A very brief review….Come see us to learn more!
In 1832 land west of the Mississippi River opened to settlement with the end of the Blackhawk War.
Members of the Society of Friends, known as Quakers, were early pioneers to this land. The earliest founded the town of Salem in 1835.
In 1837, Henderson and Elizabeth Lewelling, their four children, other family members and fellow Quakers arrived. In 1838 Salem Quakers constructed a log Society of Friends meeting house, the first west of the Mississippi.
Lewelling and his family built this home, established businesses and orchards. The Lewellings were skilled nurseryman having fostered a knowledge of tree grafting while living in North Carolina and Indiana. The Salem business prospered as newly settled pioneer farms needed fruit tree orchards.
During this time, the nation had become increasingly divided over slavery. The Fugitive Slave Act of 1793 held that slaves escaping northward could be captured and returned to southern owners. The Quakers shared the belief of many that slavery in all its forms was evil and should legally be abolished. They were known as abolitionists and many aided southern slaves as they sought their freedom.
When you visit the museum you will hear our docents refer to the slaves as freedom seekers.
The Lewellings and many of their neighbors were intense in their abolitionist beliefs. Slavery was legal in Missouri but twenty-five miles away. Slaves who escaped bondage in Missouri heard they would be helped by Salem Quakers. The earliest recorded bounty for “runaway or stolen slaves near Salem, Henry County, Iowa Territory” was 1839.
As with multiple Iowa locations it is likely this home became a safe house or station on the evolving Underground Railroad and the secretive trek of freedom seekers northward toward Canada.

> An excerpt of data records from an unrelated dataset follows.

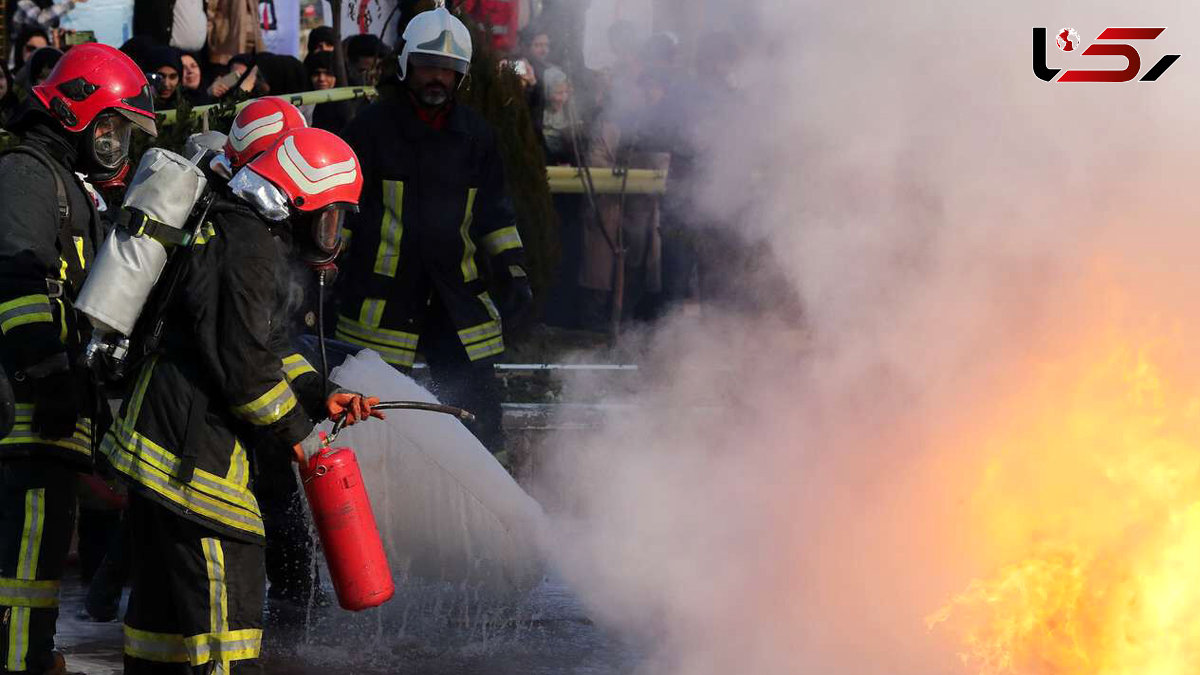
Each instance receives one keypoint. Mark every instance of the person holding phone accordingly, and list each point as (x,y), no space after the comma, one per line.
(41,13)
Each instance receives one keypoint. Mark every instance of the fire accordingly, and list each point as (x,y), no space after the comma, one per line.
(1090,511)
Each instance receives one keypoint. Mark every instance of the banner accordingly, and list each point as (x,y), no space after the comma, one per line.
(112,21)
(367,16)
(281,25)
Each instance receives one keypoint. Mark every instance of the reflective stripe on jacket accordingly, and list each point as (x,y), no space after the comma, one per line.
(226,381)
(433,216)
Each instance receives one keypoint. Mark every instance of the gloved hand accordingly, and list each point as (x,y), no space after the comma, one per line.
(58,401)
(354,407)
(306,448)
(516,299)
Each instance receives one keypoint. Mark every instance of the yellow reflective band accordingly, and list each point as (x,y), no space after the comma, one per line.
(167,463)
(484,350)
(504,239)
(21,592)
(371,312)
(18,638)
(190,496)
(239,465)
(225,646)
(25,310)
(481,332)
(391,231)
(159,647)
(295,366)
(27,571)
(270,407)
(469,272)
(219,596)
(207,233)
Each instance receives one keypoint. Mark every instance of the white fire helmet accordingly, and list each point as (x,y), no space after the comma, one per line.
(439,39)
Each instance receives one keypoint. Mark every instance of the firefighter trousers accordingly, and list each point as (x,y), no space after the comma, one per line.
(37,502)
(196,607)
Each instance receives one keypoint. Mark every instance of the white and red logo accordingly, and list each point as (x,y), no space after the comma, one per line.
(240,137)
(313,180)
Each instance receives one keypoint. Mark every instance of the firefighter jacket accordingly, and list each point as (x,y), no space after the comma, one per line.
(431,201)
(223,381)
(47,240)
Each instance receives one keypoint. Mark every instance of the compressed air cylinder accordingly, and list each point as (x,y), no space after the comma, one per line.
(346,525)
(165,187)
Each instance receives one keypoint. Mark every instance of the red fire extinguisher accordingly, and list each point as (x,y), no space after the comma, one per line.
(345,521)
(346,525)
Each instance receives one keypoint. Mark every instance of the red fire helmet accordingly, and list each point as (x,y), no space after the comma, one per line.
(313,168)
(258,126)
(93,78)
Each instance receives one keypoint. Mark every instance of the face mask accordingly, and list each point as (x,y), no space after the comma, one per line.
(324,243)
(111,141)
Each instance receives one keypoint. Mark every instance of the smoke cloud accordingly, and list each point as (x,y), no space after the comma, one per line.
(797,494)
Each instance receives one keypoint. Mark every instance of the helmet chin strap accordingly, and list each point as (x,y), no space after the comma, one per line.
(111,180)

There were six known safe houses in Salem. Only two remain.
The home was built between 1840 and 1842. It is remarkably well preserved. The structure is largely as built when we believe the Lewellings concealed freedom seekers beneath the floors. The stay was brief to avoid bounty hunters. Conductors then served as guides northward to the next station.
Henderson Lewelling had a boundless adventurous spirit and was fascinated by the vast western territory. In April of 1847 he, eight children and Elizabeth expecting a ninth headed west with Salem neighbors on the Oregon Trail arriving in the Williamette Valley of Oregon in November. They had added large planter boxes to a wagon pulled by oxen. 700 young trees and plants were transported in the wagon with about half surviving the journey.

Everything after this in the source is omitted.